Robert Yoder is a nationally exhibiting artist whose work has been the focus of numerous solo and group shows across America and Europe, including Charles Cowles Gallery, Frye Art Museum and the Peeler Art Center. His work is included in public collections at Microsoft, Boeing, Twitter and Hewlett Packard, Seattle Art Museum, Portland Art Museum (Oregon), Tacoma Art Museum, Museum of Fine Arts Houston, The Whitney Museum of Art Book Arts Collection and The Henry Art Gallery. Robert was the recipient of a Pollack Krasner Foundation Grant, as well as an Artist Trust Fellowship award and the UW School of Art Alumni Award. He is a contributing writer to the recently published book "The Artist as Culture Producer" edited by Sharon Louden. His work is represented by Frosch & Portmann, New York and Zurich; and Platform, Seattle, Washington.

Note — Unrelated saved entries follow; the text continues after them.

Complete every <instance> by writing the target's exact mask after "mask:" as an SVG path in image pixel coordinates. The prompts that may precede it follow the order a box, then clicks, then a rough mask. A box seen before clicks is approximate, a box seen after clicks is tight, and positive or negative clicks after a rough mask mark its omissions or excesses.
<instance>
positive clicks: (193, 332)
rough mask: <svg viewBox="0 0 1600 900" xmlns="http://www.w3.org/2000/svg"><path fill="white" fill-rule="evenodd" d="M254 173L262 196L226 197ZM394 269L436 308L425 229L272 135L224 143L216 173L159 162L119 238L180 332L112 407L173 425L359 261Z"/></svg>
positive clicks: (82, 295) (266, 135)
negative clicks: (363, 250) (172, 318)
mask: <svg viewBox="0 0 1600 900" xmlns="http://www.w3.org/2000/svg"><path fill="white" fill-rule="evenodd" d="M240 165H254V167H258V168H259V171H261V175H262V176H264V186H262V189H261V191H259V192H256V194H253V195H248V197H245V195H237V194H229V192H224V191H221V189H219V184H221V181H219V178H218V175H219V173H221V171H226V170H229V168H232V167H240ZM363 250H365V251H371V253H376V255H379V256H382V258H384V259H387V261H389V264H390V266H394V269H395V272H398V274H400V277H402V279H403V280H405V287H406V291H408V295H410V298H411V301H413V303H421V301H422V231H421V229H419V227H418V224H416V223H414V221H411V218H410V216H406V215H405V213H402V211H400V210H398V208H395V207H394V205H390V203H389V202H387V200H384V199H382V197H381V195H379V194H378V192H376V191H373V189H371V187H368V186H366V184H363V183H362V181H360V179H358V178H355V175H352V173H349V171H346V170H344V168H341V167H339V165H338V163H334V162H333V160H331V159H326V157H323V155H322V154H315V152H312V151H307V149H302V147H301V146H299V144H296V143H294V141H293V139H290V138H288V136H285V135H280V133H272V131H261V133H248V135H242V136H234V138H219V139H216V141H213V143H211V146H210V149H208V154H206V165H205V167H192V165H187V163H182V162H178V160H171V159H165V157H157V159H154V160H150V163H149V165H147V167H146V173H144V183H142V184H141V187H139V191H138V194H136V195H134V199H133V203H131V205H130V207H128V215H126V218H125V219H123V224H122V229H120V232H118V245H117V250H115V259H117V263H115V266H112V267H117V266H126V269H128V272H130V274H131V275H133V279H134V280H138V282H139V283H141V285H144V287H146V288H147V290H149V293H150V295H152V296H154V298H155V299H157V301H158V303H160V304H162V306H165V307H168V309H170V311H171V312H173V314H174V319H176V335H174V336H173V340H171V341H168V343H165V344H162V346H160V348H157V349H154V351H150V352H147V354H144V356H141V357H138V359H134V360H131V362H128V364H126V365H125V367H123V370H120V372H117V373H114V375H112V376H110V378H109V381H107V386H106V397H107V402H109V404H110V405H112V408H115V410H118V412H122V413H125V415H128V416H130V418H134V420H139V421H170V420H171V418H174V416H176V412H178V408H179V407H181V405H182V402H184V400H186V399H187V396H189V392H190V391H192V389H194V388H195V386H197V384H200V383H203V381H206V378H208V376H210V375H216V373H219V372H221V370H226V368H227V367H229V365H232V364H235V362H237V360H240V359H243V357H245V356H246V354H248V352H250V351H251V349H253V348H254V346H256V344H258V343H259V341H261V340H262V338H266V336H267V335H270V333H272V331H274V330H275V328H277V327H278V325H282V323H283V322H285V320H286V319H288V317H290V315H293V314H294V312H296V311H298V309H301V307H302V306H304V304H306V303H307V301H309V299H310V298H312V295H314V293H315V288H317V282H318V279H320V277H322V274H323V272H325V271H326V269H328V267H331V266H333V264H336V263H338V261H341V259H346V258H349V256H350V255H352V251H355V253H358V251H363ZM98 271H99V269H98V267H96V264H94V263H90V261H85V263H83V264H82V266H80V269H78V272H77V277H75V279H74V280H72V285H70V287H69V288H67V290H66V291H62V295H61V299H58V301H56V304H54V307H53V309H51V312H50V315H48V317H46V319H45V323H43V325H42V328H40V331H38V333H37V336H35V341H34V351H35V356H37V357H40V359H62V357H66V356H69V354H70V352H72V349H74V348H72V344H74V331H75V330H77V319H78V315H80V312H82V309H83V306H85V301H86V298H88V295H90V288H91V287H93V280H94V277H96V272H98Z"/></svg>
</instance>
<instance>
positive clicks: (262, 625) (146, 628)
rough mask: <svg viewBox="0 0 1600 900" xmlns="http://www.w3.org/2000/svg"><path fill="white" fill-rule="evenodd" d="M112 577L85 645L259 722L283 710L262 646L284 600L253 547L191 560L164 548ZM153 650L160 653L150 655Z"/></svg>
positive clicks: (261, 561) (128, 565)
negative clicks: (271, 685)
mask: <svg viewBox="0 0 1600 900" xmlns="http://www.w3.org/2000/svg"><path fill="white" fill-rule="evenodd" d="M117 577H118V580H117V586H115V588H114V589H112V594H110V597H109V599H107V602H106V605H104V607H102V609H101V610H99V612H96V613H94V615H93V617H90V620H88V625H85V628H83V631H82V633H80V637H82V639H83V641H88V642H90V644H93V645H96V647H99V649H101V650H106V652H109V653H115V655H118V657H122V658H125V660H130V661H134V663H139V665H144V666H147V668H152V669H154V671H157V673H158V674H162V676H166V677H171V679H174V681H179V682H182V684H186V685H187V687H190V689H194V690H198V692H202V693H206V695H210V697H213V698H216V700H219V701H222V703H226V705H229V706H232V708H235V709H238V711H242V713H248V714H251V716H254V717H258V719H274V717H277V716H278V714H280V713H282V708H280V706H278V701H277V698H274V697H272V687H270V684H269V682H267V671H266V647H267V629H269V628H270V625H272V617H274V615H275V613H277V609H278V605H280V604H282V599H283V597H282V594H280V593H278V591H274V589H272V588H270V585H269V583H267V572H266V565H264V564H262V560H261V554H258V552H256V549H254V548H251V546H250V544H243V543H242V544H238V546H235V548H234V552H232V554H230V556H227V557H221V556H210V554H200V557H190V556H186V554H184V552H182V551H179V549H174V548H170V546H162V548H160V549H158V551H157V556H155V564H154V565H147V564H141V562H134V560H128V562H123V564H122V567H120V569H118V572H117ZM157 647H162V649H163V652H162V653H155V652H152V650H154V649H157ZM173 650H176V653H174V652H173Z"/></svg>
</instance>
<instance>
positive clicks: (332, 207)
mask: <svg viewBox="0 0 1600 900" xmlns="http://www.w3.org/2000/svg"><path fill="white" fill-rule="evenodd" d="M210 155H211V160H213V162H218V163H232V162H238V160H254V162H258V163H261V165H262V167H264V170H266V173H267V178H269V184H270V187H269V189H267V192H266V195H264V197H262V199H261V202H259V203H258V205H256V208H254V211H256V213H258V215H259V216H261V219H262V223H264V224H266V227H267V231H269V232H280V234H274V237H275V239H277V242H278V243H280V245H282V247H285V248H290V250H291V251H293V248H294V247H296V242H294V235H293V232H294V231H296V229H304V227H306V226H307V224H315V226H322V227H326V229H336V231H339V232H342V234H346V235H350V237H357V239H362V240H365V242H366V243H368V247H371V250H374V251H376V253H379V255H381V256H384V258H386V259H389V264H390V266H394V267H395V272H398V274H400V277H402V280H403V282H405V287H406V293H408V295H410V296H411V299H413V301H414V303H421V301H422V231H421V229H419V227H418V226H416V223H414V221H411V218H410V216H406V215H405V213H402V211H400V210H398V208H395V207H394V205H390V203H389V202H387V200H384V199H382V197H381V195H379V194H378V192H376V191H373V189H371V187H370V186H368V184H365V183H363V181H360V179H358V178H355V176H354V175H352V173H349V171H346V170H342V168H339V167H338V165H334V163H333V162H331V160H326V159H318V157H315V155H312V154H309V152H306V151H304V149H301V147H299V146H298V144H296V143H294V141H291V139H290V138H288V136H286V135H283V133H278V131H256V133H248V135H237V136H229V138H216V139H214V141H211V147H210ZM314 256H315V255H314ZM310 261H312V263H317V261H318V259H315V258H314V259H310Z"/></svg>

SEASON was formed out of a dual need to dedicate space to under-recognized local artists providing a platform for conversation among artists, critics, curators and collectors; and to bring national and international artists to a Northwest audience. The gallery produces four three-month shows a year, allowing for shows that are fluid and changeable within their duration presenting work from artists at any stage in their career, in any media. Since the inaugural show in October 2010, SEASON has shown artists from Munich, the Netherlands, and New York City, as well as San Francisco, Brooklyn, Chicago, Portland, Boston, and of course Seattle. The gallery has participated in art fairs since inception, with very successful exhibitions at VOLTA NY, NADA NY, and Pulse Miami. SEASON has participated in the Seattle Art Fair since it began in 2015 and will present two Seattle artists there this year.